Casablanca - The establishment of a Foundation for Islam in France to help improve re­lations between the state and the Muslim commu­nity has been welcomed by many French Muslims although reserva­tions have been expressed about the appointment of veteran French politician Jean-Pierre Chevènement as its head.
After a meeting between French Interior Minister Bernard Caze­neuve and the country’s Muslim leaders, France announced the es­tablishment of the Foundation for Islam following a tense summer for French Muslims, including terror­ist attacks and controversy over the burqini ban.
The aim of the meeting was to cre­ate an “Islam of France”, Cazeneuve said. “We need an Islam that stands with both feet in the republic,” he added, asserting that the newly formed Foundation for Islam would play an important role.
“The aim is to forge an Islam an­chored in the values of the French republic. It will act as a bridge be­tween the French state and France’s Muslims,” Cazeneuve said.

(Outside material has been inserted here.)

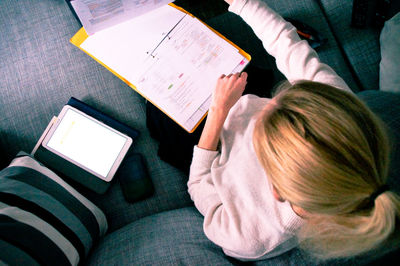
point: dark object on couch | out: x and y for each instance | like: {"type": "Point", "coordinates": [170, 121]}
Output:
{"type": "Point", "coordinates": [41, 70]}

A number of prominent French Muslims will sit on the foundation’s board, including Moroccan writer Tahar Ben Jelloun, Lyon grand mosque Imam Kamel Kabtane and academic Ghaleb Bencheikh.
Many people welcomed the es­tablishment of the agency but ques­tions were raised about the appoint­ment of Chevènement, 77.
In particular, many observers wondered why a Muslim was not appointed to head the body. “It’s a joke,” civil rights activist Yasser Louati told France 24. “It is like ap­pointing Ronald Reagan to head up African-American affairs.”
Hakim el-Karoui, a secular Mus­lim who participated in the talks between Cazeneuve and French Muslim leaders, described Chevène­ment’s appointment as “clumsiness at the very least”.
Chevènement, who served as De­fence minister (1988-91) and Interior minister (1997-2000) among other government portfolios, did not di­rectly address the controversy over his appointment.
“As a former Interior minister my­self, I could not turn down the op­portunity to contribute to this initia­tive of great interest to the public,” he told Agence France-Presse.
Chevènement was criticised for comments over the burqini ban con­troversy, calling on French Muslims to practise “discretion”.
“Muslims, like all French citizens, should be able to worship freely but they must also understand that in the public space where there is pub­lic interest, all citizens should make an effort to use ‘natural reason,’” he said in an interview with Le Paris­ien.
All indications seem to be that Chevènement’s appointment is a temporary measure and that he will be replaced by a figure appointed from within the new agency.
“He [Chevènement] is the person who will help in the beginning,” said French Senator Nathalie Goulet, who asserted that the most impor­tant thing at the moment is to get Foundation for Islam in France run­ning as quickly as possible.
Once the centre is operational, Muslims will be able to choose its president, who should be a Mus­lim, Goulet, who participated in the meeting between French Muslims and Cazeneuve, said.
Al-Sadiq al-Othmani, secretary-general of Supreme Council of Imams and Islamic Affairs in Brazil, said that it was a good thing that a veteran French official, such as Chevènement, had been appointed to head the new organisation.
“His experience and his history in defending France’s stability and se­curity will be valuable,” he said.
“France, as a secular state, is known for its principles of liberty, equality and fraternity. All its citi­zens are equal before the state; there is no difference between a Christian or Muslim or Jew so long as they re­spect the values of the republic.”
“France is calling, and it has every right to do so, for a French Islam that is compatible and consistent with the secular values of the state. And when we say a ‘French Islam’, this does not mean that there are differ­ent Islams. What France is calling for is an enlightened formula that is based on the essence of the religion, not an over-literal reliance on juris­tic texts,” he added.